Animée par Patricia Toucas-Truyen (Recma), la rencontre réunissait Danièle Demoustier, directrice de l’ouvrage L’ESS entre développement social et développement durable. L’exemple de la métropole grenobloise (1970-2020) (PUG, 2020), Simon Lambersens, auteur d’Aux origines de l’économie sociale et solidaire à Grenoble au XIX e siècle (Campus ouvert, 2017), et Anne-Laure Federici, du RTES, en tant que grand témoin.

Quatre modes d’engagement déterminants
Plutôt qu’un fil conducteur chronologique, les intervenants ont privilégié une analyse thématique des quatre modes d’engagement qui ont façonné l’économie sociale à Grenoble, offrant un regard original et inédit sur la question.
Le premier type d’engagement est celui des bienfaiteurs locaux qui s’investissent béné- volement dans des opérations telles que le plan d’extinction de la mendicité en Isère.

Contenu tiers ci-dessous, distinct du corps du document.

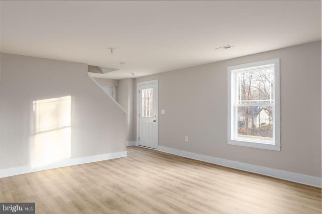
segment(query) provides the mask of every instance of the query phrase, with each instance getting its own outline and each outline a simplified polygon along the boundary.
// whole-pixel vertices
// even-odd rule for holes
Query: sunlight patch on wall
[[[33,101],[33,168],[70,157],[71,100],[70,96],[66,96]]]

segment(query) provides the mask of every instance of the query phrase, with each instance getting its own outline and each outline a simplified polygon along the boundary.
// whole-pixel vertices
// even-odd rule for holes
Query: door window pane
[[[142,89],[142,117],[153,117],[153,88]]]

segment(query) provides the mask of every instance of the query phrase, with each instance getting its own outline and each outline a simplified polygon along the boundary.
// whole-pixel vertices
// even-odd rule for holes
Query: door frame
[[[140,85],[146,85],[147,84],[152,84],[152,83],[156,83],[156,87],[157,88],[157,104],[158,104],[158,112],[157,112],[157,120],[156,121],[156,123],[157,125],[157,137],[156,139],[157,139],[157,145],[156,146],[156,148],[155,150],[157,150],[158,147],[159,145],[159,113],[158,113],[158,103],[159,103],[159,83],[158,79],[153,79],[152,80],[148,80],[148,81],[144,81],[143,82],[137,82],[136,84],[136,141],[135,142],[135,145],[137,146],[139,146],[139,137],[140,135],[139,127],[139,119],[140,118],[139,116],[139,104],[140,104],[140,96],[139,95],[139,87]],[[144,147],[147,149],[149,149],[148,147]],[[154,149],[152,148],[150,148],[150,149]]]

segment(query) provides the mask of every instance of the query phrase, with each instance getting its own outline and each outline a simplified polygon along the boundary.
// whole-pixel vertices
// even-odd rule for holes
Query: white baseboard
[[[13,175],[54,169],[73,165],[83,164],[93,162],[101,161],[115,158],[122,158],[127,156],[126,151],[113,152],[112,153],[103,154],[93,156],[84,157],[81,158],[70,158],[61,160],[59,161],[38,167],[32,167],[31,165],[19,166],[18,167],[9,168],[0,170],[0,177],[9,177]]]
[[[136,142],[135,141],[126,141],[126,145],[127,146],[136,146]]]
[[[280,170],[279,169],[242,163],[238,161],[193,153],[192,152],[172,149],[162,146],[159,146],[157,150],[161,152],[173,154],[182,157],[198,160],[229,168],[239,169],[240,170],[267,175],[270,177],[280,178],[296,183],[309,185],[310,186],[320,188],[321,186],[321,178],[317,177],[313,177],[302,174],[295,173],[294,172]]]

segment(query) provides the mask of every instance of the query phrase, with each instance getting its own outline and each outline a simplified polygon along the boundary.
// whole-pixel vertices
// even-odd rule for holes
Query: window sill
[[[228,140],[227,141],[228,144],[233,145],[235,146],[256,148],[257,149],[268,149],[269,150],[281,151],[280,146],[274,144],[270,144],[263,143],[255,143],[249,141],[236,141],[234,140]]]

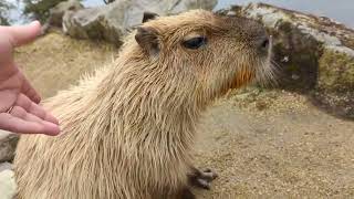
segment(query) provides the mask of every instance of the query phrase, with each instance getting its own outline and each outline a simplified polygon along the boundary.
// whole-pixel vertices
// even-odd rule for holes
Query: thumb
[[[8,31],[12,36],[13,46],[19,46],[33,41],[41,33],[41,23],[33,21],[27,25],[9,27]]]

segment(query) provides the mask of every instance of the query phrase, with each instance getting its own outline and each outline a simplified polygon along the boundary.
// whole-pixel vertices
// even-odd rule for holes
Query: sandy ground
[[[48,97],[115,54],[110,44],[51,33],[19,49],[17,60]],[[196,165],[219,178],[199,198],[354,198],[353,122],[294,93],[247,95],[218,101],[202,119]]]

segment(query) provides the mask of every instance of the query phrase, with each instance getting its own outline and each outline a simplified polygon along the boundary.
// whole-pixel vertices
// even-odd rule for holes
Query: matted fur
[[[118,59],[44,106],[62,134],[22,136],[14,159],[19,199],[178,198],[187,187],[200,114],[216,97],[269,71],[254,21],[189,11],[143,24],[159,52],[126,39]],[[185,38],[208,43],[185,49]],[[258,70],[257,67],[262,67]]]

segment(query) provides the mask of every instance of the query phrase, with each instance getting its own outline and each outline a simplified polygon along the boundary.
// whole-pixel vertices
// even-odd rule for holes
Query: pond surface
[[[3,0],[1,0],[3,1]],[[22,24],[29,21],[23,15],[23,3],[21,0],[4,0],[15,6],[9,18],[12,24]],[[227,8],[230,4],[247,4],[249,2],[260,2],[260,0],[219,0],[216,10]],[[262,0],[261,2],[278,7],[324,15],[354,28],[354,0]],[[85,7],[96,7],[104,4],[103,0],[83,0]]]

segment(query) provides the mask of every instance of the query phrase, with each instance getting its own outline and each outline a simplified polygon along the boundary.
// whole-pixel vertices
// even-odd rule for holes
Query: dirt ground
[[[44,97],[110,62],[116,49],[50,33],[17,60]],[[230,94],[206,113],[196,165],[218,172],[199,198],[354,198],[354,123],[284,91]]]

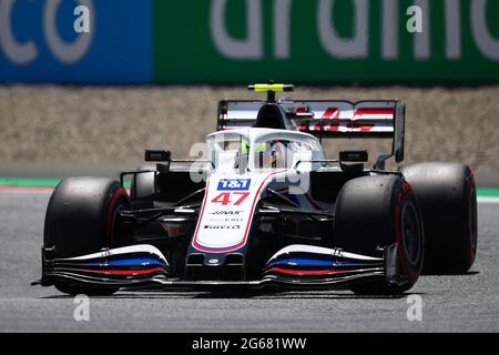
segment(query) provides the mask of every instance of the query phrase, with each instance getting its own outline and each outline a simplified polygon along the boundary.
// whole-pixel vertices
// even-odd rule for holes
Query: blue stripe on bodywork
[[[297,266],[339,266],[339,265],[358,265],[358,263],[352,262],[335,262],[317,258],[283,258],[275,261],[271,264],[274,265],[297,265]]]

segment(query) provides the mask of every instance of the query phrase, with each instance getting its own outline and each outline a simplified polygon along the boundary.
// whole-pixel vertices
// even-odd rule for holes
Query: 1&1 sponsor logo
[[[217,191],[247,191],[249,190],[251,179],[221,179]]]

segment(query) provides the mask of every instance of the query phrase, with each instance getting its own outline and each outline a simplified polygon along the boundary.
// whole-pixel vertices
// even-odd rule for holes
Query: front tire
[[[105,178],[69,178],[59,183],[47,207],[43,246],[53,247],[54,258],[99,252],[102,247],[126,245],[130,240],[116,223],[121,209],[130,206],[126,190]],[[70,295],[109,295],[118,288],[95,288],[58,282]]]

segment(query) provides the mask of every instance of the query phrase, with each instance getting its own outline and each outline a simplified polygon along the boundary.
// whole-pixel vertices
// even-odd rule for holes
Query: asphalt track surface
[[[345,292],[211,294],[119,292],[90,298],[77,322],[73,298],[31,286],[40,276],[48,192],[0,192],[0,332],[498,332],[499,204],[479,202],[479,252],[466,275],[422,276],[401,297]],[[442,255],[442,258],[445,255]],[[408,321],[410,295],[422,321]]]

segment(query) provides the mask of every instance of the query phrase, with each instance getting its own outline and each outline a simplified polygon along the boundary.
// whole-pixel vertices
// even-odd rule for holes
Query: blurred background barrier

En effet, l’économie sociale à Grenoble débute dans un contexte économique marqué par une pauvreté grandissante. Plusieurs actions sociales se formalisent alors dans des structures charitables, puis par la constitution, en 1803, de la Société de bienfaisance et d’entraide mutuelle des gantiers. Progressivement, d’autres initiatives mutualistes se multiplient au sein de différents corps de métiers. Ces deux formes d’entraide et de solidarité constituent la matrice du christianisme social, qui nourrit le dynamisme d’associations de solidarité et prépare l’institutionnalisation de l’action sociale localement.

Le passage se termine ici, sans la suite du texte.